In another notebook we harvested a list of species from the Museum of Victoria using their collection API and saved the results as a CSV file.

Here we'll search for specimens matching each of the species and save the total number of records.

We'll use these search parameters:

* `recordtype` which we'll set to 'specimen'
* `taxon` which we'll set the the species' taxon name

In [13]:
import requests
from tqdm.auto import tqdm
import pandas as pd

In [14]:
SEARCH_URL = 'https://collections.museumsvictoria.com.au/api/search'

Load the CSV file containing the list of species.

In [18]:
df_species = pd.read_csv('museum-victoria-species.csv')
df_species.head()

Unnamed: 0,id,taxon_name,common_name
0,species/15849,Nephila edulis,Australian Golden Orb-weaver Spider
1,species/16848,Enypniastes eximia,Swimming sea cucumber
2,species/8608,Cryptocheilus bicolor,Spider Hunting Wasp
3,species/15155,Argiope trifasciata,Banded Garden Spider
4,species/12426,Stanwellia grisea,Melbourne Trapdoor Spider


In [16]:
def get_totals(params):
    '''
    Get the total number of results and pages returned by a search.
    '''
    response = requests.get(SEARCH_URL, params=params)
    # The total results and pages values are in the API response's headers!
    total_results = int(response.headers['Total-Results'])
    total_pages = int(response.headers['Total-Pages'])
    return (total_results, total_pages)

def get_specimen_totals(species):
    '''
    Find the number of specimens matching each species.
    '''
    params = {
            'recordtype': 'specimen'
        }
    total_specimens = []
    for s in tqdm(species):
        params['taxon'] = s['taxon_name']
        total_results, _ = get_totals(params)
        s['total_specimens'] = total_results
        total_specimens.append(s)
    return total_specimens

In [17]:
specimens = get_specimen_totals(df_species.to_dict('records'))

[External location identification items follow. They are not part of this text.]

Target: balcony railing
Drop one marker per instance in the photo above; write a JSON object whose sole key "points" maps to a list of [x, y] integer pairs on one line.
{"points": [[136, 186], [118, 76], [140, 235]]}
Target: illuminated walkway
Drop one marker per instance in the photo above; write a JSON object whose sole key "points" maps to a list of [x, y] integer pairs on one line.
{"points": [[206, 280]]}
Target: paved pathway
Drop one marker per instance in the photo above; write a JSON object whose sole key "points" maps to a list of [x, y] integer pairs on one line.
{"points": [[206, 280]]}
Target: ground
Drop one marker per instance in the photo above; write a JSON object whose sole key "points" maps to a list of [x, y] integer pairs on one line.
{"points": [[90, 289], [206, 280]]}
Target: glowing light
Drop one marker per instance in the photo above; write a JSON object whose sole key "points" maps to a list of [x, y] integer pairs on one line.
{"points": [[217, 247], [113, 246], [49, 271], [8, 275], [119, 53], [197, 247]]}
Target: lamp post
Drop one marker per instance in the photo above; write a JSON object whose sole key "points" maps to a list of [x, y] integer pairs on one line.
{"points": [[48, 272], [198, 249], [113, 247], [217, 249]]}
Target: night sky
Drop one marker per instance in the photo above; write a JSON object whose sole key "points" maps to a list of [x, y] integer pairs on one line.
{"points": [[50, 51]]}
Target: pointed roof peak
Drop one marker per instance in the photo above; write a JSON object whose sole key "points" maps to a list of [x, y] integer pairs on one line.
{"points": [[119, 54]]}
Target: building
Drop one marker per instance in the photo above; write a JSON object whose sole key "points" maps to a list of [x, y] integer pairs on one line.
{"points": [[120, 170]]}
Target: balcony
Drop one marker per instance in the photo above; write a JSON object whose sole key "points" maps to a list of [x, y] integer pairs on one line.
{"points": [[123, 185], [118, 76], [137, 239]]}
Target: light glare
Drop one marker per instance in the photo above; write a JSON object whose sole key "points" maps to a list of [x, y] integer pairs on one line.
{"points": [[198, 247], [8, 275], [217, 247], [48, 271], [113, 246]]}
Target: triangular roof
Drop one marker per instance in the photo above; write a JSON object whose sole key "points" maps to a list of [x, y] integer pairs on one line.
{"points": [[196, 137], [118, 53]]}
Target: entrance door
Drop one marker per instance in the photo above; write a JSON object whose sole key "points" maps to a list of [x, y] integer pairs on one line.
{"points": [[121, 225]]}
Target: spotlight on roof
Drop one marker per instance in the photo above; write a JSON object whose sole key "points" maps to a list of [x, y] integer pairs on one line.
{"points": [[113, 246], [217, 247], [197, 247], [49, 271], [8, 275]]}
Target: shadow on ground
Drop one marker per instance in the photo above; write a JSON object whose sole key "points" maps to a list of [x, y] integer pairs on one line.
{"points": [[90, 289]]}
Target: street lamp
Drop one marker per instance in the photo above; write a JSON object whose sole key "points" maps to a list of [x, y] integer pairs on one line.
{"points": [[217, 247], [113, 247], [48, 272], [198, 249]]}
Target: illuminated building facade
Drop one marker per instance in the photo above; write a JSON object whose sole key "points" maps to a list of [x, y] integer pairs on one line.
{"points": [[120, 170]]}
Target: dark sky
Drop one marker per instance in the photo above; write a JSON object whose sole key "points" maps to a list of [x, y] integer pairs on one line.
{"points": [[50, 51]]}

HBox(children=(FloatProgress(value=0.0, max=1408.0), HTML(value='')))




In [19]:
df_specimens = pd.DataFrame(specimens)

Show the top twenty specimens by species!

In [21]:
# Sort the dataframe by total_results then show a slice of the first 20 records
df_specimens.sort_values(by='total_specimens', ascending=False)[:20]

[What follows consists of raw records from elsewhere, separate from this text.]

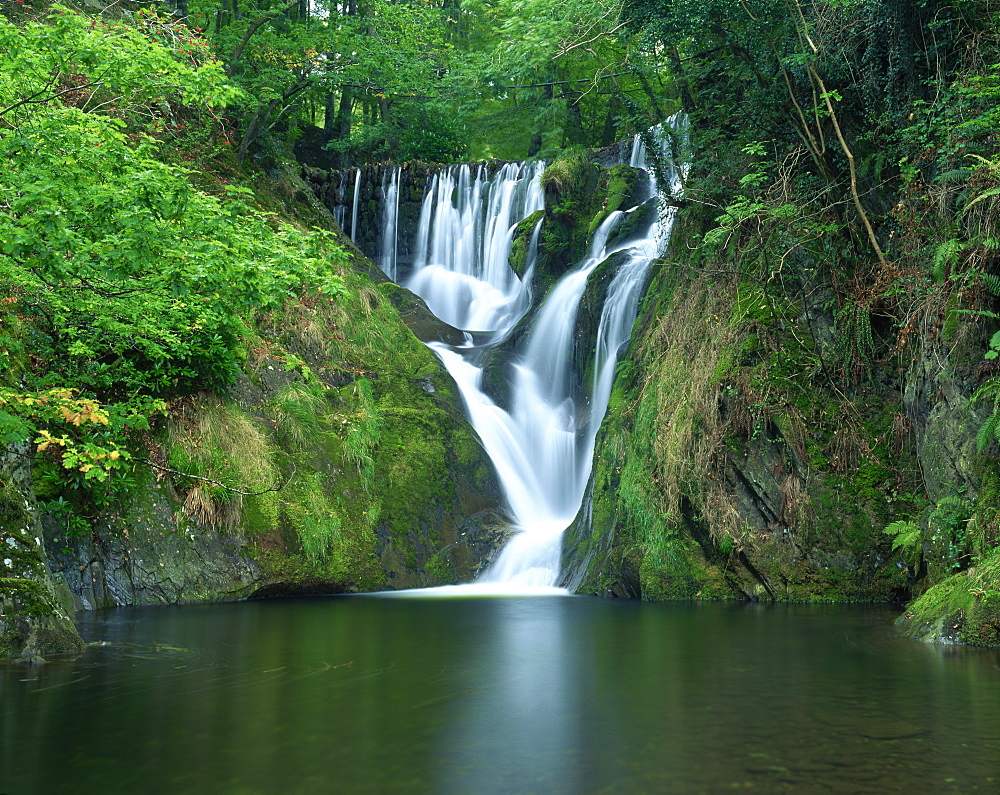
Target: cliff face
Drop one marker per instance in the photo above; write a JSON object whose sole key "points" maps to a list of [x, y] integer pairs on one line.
{"points": [[758, 446], [313, 474], [34, 621], [339, 461]]}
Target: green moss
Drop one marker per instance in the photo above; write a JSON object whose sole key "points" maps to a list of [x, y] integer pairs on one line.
{"points": [[964, 608]]}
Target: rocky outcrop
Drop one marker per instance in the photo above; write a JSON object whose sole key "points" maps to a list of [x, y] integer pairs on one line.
{"points": [[34, 620]]}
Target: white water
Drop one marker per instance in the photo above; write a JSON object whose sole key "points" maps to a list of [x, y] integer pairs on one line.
{"points": [[390, 205], [466, 228], [354, 206], [543, 447]]}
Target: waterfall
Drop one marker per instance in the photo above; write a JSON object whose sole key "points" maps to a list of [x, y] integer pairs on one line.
{"points": [[354, 206], [390, 207], [467, 224], [543, 446]]}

Unnamed: 0,id,taxon_name,common_name,total_specimens
922,species/8463,Amphipoda,Amphipod,20628
1146,species/8483,Leptoceridae,Caddisfly,16629
1005,species/8494,Leptoceridae,Caddisfly larva,16629
1046,species/15127,Chrysomelidae,Eucalyptus Leaf Beetle,11515
1358,species/8532,Castiarina,Jewel Beetle,9609
1013,species/8492,Hydropsychidae,Caddisfly larva,8327
1155,species/8480,Hydropsychidae,Caddisfly,8327
364,species/15892,Ophiurida,Brittle Star,8293
1234,species/8360,Litoria ewingii,Brown Tree Frog,6040
1159,species/8468,Ostracoda,Seed Shrimp,5921


## What next?

* How might you visualise these results?
* Could we include other taxonomic data to group the species?
* How could we get an image of each species (selected at random from matching specimens)?